Cities, hospitals and other critical infrastructure collapsed

How paralyzing can digital hostage effects be? In 2019, the US city of Lake City, with a population of 12,000, was attacked with Ryuk ransomware. Unidentified attackers managed to cyberblock city council minutes and other sensitive files, demanding a $460,000 ransom. The same malware hit a water company in North Carolina a year earlier. About 16 terabytes of data was encrypted, and everyday life in a small town changed dramatically. Now transactions of citizens with public services were made only in person, for cash and on handwritten receipts. There was no way to videoconference or email between city officials, a new file backup system would cost the local government $60,000 a year, and even the data recovery process proved difficult and time consuming.

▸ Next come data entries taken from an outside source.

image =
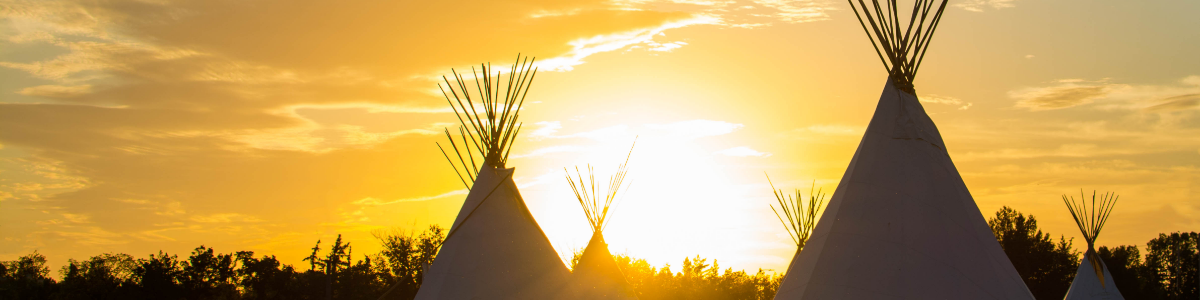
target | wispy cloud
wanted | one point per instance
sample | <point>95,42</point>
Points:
<point>1147,97</point>
<point>982,5</point>
<point>742,151</point>
<point>946,100</point>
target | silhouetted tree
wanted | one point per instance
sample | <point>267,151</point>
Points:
<point>208,275</point>
<point>405,257</point>
<point>1171,263</point>
<point>105,276</point>
<point>264,279</point>
<point>28,277</point>
<point>1125,264</point>
<point>1047,267</point>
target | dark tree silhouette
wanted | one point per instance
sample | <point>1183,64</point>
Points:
<point>1047,267</point>
<point>395,273</point>
<point>1173,264</point>
<point>28,277</point>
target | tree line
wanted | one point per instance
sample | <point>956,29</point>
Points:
<point>1168,270</point>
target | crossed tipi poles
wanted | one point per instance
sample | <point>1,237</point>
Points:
<point>900,225</point>
<point>1092,280</point>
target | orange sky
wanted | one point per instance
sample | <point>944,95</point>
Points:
<point>137,126</point>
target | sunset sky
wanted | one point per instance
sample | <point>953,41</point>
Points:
<point>265,125</point>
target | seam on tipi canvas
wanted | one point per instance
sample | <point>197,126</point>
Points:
<point>479,204</point>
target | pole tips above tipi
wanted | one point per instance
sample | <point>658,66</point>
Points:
<point>595,209</point>
<point>489,118</point>
<point>798,217</point>
<point>900,47</point>
<point>1090,216</point>
<point>597,275</point>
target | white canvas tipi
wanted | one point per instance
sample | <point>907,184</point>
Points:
<point>901,223</point>
<point>597,275</point>
<point>1092,280</point>
<point>495,249</point>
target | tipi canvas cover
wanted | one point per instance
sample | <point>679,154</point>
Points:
<point>495,249</point>
<point>901,223</point>
<point>1092,280</point>
<point>597,275</point>
<point>1086,286</point>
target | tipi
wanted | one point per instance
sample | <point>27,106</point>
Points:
<point>495,249</point>
<point>1092,280</point>
<point>901,223</point>
<point>798,219</point>
<point>595,275</point>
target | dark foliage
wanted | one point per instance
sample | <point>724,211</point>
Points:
<point>1125,264</point>
<point>1045,265</point>
<point>1173,262</point>
<point>1169,271</point>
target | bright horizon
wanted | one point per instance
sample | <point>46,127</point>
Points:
<point>262,126</point>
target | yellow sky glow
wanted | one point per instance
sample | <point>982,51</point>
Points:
<point>137,126</point>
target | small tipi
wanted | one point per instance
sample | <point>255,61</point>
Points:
<point>595,275</point>
<point>901,223</point>
<point>1092,280</point>
<point>798,217</point>
<point>495,249</point>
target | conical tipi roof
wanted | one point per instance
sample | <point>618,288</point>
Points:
<point>1092,280</point>
<point>495,249</point>
<point>597,275</point>
<point>901,223</point>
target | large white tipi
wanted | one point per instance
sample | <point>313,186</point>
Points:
<point>495,249</point>
<point>597,275</point>
<point>901,223</point>
<point>1092,280</point>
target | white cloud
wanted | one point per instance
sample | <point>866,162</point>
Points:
<point>696,129</point>
<point>1147,97</point>
<point>981,5</point>
<point>742,151</point>
<point>375,202</point>
<point>546,150</point>
<point>588,46</point>
<point>834,130</point>
<point>545,130</point>
<point>946,100</point>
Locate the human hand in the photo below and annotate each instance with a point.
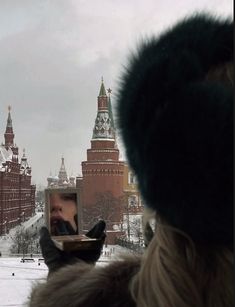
(55, 258)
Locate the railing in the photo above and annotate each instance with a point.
(135, 247)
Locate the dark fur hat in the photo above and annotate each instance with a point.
(177, 127)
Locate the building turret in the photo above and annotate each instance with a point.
(9, 135)
(24, 165)
(62, 173)
(101, 187)
(104, 124)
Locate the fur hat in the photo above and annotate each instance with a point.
(177, 127)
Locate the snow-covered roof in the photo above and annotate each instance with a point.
(5, 155)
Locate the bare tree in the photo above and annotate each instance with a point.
(22, 241)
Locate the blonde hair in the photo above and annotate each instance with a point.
(177, 273)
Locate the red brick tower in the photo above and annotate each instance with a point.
(102, 182)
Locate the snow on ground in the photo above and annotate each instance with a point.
(5, 241)
(14, 290)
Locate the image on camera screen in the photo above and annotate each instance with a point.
(63, 214)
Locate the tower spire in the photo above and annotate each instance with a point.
(9, 135)
(102, 88)
(62, 172)
(104, 124)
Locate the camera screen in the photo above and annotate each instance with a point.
(63, 213)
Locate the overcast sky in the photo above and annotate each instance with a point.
(52, 56)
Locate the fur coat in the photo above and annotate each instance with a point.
(85, 285)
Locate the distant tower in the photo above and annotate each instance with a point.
(102, 172)
(24, 166)
(63, 178)
(9, 135)
(9, 138)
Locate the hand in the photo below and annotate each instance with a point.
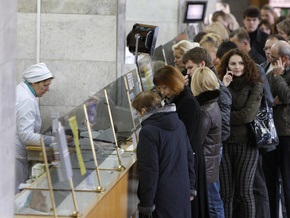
(278, 67)
(228, 78)
(186, 78)
(69, 139)
(276, 101)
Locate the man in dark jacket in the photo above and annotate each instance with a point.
(199, 57)
(251, 20)
(165, 160)
(242, 39)
(279, 80)
(193, 59)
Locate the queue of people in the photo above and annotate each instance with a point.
(226, 77)
(196, 154)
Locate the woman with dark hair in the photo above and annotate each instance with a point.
(171, 84)
(165, 160)
(240, 154)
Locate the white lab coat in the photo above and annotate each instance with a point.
(28, 124)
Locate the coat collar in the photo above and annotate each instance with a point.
(208, 96)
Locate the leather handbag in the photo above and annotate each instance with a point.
(264, 128)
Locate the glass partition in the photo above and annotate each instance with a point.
(100, 126)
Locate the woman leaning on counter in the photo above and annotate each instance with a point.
(37, 79)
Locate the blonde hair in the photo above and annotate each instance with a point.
(219, 29)
(184, 46)
(147, 100)
(203, 79)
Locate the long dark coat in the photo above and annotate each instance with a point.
(165, 165)
(188, 110)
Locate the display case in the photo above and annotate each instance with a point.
(100, 179)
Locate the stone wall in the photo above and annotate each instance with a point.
(80, 41)
(7, 102)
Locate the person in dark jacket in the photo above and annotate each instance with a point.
(165, 160)
(199, 57)
(171, 85)
(279, 80)
(242, 40)
(251, 20)
(205, 86)
(240, 155)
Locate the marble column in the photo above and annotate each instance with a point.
(7, 104)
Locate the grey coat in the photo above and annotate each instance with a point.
(245, 105)
(210, 130)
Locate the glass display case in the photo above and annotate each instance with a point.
(102, 154)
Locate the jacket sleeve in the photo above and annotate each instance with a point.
(282, 89)
(204, 125)
(191, 172)
(225, 103)
(250, 110)
(190, 116)
(25, 124)
(148, 167)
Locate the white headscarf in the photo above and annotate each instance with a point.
(37, 73)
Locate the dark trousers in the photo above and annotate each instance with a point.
(273, 162)
(261, 192)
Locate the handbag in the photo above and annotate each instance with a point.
(264, 128)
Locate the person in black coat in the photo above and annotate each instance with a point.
(165, 160)
(171, 85)
(205, 87)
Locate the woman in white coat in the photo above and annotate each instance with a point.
(37, 79)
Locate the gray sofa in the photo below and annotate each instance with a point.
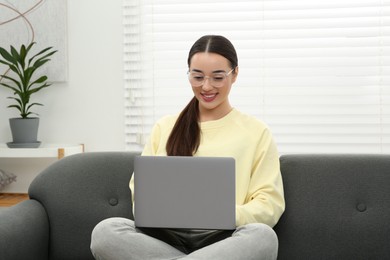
(338, 207)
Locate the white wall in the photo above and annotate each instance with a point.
(89, 107)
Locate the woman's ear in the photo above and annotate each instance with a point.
(235, 74)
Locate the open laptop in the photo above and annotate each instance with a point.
(184, 192)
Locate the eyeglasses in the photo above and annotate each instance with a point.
(197, 79)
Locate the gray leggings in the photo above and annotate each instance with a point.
(118, 239)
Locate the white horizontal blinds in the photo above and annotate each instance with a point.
(318, 72)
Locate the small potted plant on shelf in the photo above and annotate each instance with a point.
(20, 77)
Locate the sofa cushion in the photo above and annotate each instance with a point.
(337, 207)
(78, 192)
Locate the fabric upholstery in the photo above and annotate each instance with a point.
(337, 207)
(78, 192)
(24, 232)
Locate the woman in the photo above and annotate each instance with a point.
(210, 126)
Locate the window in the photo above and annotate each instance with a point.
(317, 72)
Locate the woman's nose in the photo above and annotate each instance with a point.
(206, 84)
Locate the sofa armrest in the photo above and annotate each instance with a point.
(24, 231)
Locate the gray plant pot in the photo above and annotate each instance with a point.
(24, 132)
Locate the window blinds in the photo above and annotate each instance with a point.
(317, 72)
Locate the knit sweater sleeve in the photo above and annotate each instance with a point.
(264, 202)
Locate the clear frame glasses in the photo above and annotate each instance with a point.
(197, 79)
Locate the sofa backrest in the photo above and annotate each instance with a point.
(78, 192)
(337, 207)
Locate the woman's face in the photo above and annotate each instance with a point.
(213, 101)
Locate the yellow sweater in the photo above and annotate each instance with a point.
(259, 187)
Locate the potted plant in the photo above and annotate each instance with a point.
(20, 78)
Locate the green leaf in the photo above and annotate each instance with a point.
(6, 55)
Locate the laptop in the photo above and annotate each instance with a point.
(184, 192)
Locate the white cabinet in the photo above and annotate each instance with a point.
(44, 151)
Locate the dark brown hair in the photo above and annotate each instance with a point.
(184, 139)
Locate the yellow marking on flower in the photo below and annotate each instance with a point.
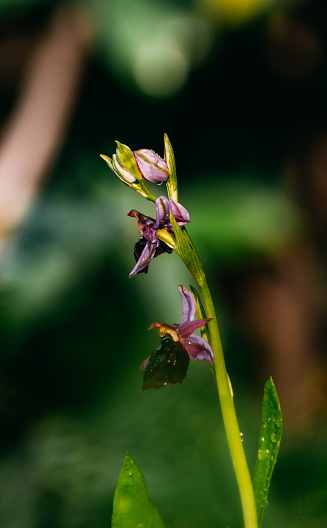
(164, 329)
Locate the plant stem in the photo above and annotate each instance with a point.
(192, 261)
(229, 414)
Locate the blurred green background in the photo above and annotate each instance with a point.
(239, 86)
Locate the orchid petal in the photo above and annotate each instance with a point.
(180, 213)
(146, 256)
(188, 305)
(198, 348)
(122, 173)
(187, 329)
(162, 211)
(152, 167)
(150, 233)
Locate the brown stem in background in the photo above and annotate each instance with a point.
(37, 127)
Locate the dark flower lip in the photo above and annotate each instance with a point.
(149, 246)
(178, 335)
(166, 366)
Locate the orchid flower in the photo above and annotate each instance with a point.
(149, 246)
(168, 364)
(133, 166)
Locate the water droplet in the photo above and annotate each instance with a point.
(262, 454)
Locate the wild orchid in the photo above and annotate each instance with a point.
(168, 364)
(149, 246)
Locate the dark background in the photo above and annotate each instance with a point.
(247, 121)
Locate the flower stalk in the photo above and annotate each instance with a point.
(166, 233)
(187, 252)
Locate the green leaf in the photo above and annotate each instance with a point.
(172, 179)
(132, 507)
(269, 442)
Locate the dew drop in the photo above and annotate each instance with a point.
(262, 454)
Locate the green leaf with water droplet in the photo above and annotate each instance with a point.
(132, 507)
(269, 441)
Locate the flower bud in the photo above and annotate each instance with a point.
(152, 167)
(124, 164)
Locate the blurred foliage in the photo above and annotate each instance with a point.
(72, 325)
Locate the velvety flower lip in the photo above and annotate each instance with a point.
(197, 347)
(152, 167)
(149, 246)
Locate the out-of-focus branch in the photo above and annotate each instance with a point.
(31, 138)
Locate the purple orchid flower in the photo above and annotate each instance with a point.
(149, 246)
(196, 347)
(152, 167)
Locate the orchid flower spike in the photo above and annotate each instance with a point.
(149, 246)
(168, 364)
(132, 167)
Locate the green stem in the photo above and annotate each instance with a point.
(188, 254)
(229, 414)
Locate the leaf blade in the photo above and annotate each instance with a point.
(132, 506)
(269, 442)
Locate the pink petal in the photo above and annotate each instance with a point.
(198, 348)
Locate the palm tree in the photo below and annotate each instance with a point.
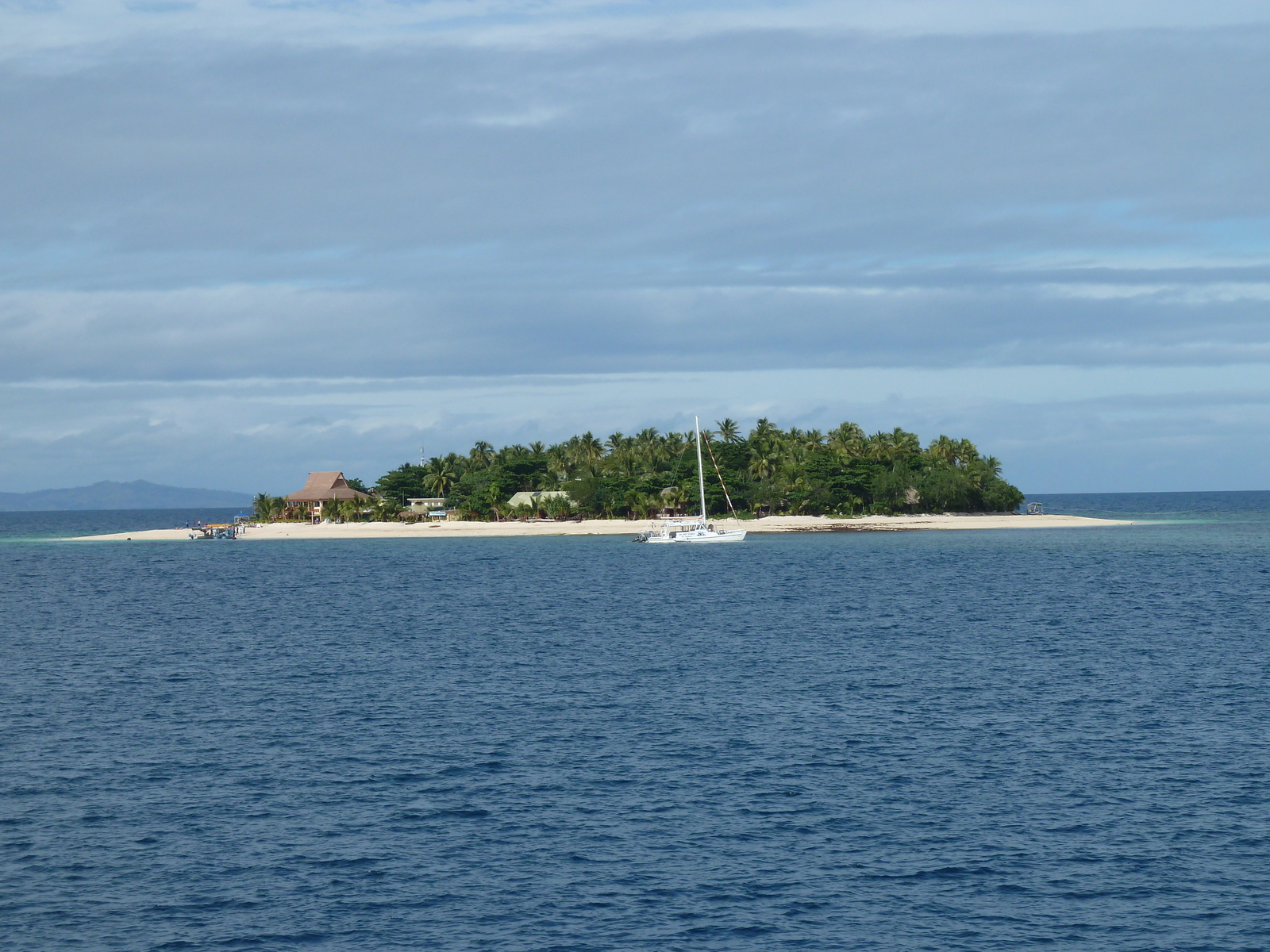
(441, 476)
(764, 429)
(848, 440)
(482, 455)
(762, 460)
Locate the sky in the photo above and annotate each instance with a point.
(241, 241)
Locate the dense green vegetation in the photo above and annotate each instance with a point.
(768, 471)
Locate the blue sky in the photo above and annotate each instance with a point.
(247, 240)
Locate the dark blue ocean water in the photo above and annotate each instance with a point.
(941, 740)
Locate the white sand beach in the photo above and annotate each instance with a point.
(618, 527)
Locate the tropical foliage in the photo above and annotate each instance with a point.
(766, 471)
(770, 470)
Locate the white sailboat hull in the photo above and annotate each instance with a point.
(692, 531)
(700, 537)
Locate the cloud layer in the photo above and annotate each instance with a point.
(190, 221)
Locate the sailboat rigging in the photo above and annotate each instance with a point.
(691, 528)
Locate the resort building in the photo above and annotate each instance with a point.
(537, 498)
(323, 488)
(432, 505)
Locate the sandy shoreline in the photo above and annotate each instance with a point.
(618, 527)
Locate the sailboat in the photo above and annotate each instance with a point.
(691, 528)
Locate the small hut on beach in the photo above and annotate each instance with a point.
(323, 488)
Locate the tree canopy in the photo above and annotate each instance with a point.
(770, 470)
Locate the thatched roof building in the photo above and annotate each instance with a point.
(323, 488)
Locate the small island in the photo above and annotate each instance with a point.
(772, 479)
(768, 471)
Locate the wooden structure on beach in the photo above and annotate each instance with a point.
(323, 488)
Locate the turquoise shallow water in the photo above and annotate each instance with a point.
(969, 740)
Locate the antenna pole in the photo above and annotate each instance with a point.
(702, 474)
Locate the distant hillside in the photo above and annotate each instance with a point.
(137, 494)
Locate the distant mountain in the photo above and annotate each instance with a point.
(137, 494)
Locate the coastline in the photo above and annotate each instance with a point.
(619, 527)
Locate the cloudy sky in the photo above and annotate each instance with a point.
(241, 241)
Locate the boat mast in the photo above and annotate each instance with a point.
(702, 476)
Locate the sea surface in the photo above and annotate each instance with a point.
(924, 740)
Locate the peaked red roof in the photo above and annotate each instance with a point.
(323, 486)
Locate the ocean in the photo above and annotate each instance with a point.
(925, 740)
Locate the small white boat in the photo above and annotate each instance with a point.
(691, 528)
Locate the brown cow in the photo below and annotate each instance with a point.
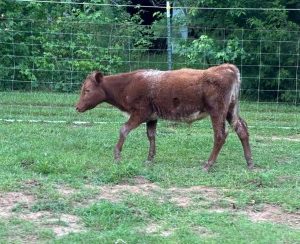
(180, 95)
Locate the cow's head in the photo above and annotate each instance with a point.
(92, 92)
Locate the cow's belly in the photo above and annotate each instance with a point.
(182, 117)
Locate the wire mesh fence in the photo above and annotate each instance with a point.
(44, 60)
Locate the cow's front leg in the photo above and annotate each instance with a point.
(151, 131)
(220, 134)
(132, 123)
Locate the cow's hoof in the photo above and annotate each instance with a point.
(206, 168)
(251, 166)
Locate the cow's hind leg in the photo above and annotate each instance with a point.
(240, 127)
(131, 124)
(151, 131)
(218, 123)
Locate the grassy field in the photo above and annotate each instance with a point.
(59, 182)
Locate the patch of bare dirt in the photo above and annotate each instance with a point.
(180, 196)
(65, 190)
(61, 225)
(9, 200)
(157, 229)
(274, 214)
(292, 138)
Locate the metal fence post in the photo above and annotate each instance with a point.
(169, 36)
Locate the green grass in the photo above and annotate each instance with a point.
(40, 158)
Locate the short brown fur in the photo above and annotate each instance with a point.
(180, 95)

The insurance company negotiated a buyout on behalf of the local authorities. After the criminals were paid, a decryption key was sent and an attempt was made to free them. However, it took about 12 hours to fully restore each terabyte. One month after cyber attack There were other data that were not published. Along the way, the priority of Ryuk ransomware targets in the United States appears to have changed, with cybercriminals primarily targeting the US national healthcare system. This malware is estimated to be behind 75% of attacks on US hospitals in 2020. Taken hostage in October 2020, a Vermont hospital took nearly a month to restore its electronic patient record system. Until he had access to the records, the medical staff tried to draw up treatment protocols for patients undergoing chemotherapy from memory. “There is too much evil in the world. Whoever orchestrated this attack knew how devastating it would be,” the nurse told the New York Times.

In February 2021, the French national cybersecurity agency ANSSI produced a 21-page report solely on the Ryuk ransomware, documenting its possible origins and characteristics. It states that the specific malware was first discovered in August 2018. Initial estimates of the perpetrators’ nationality pointed to North Korea, but this possibility was ruled out in the process. Later, he was associated with cybercriminal groups in Russia.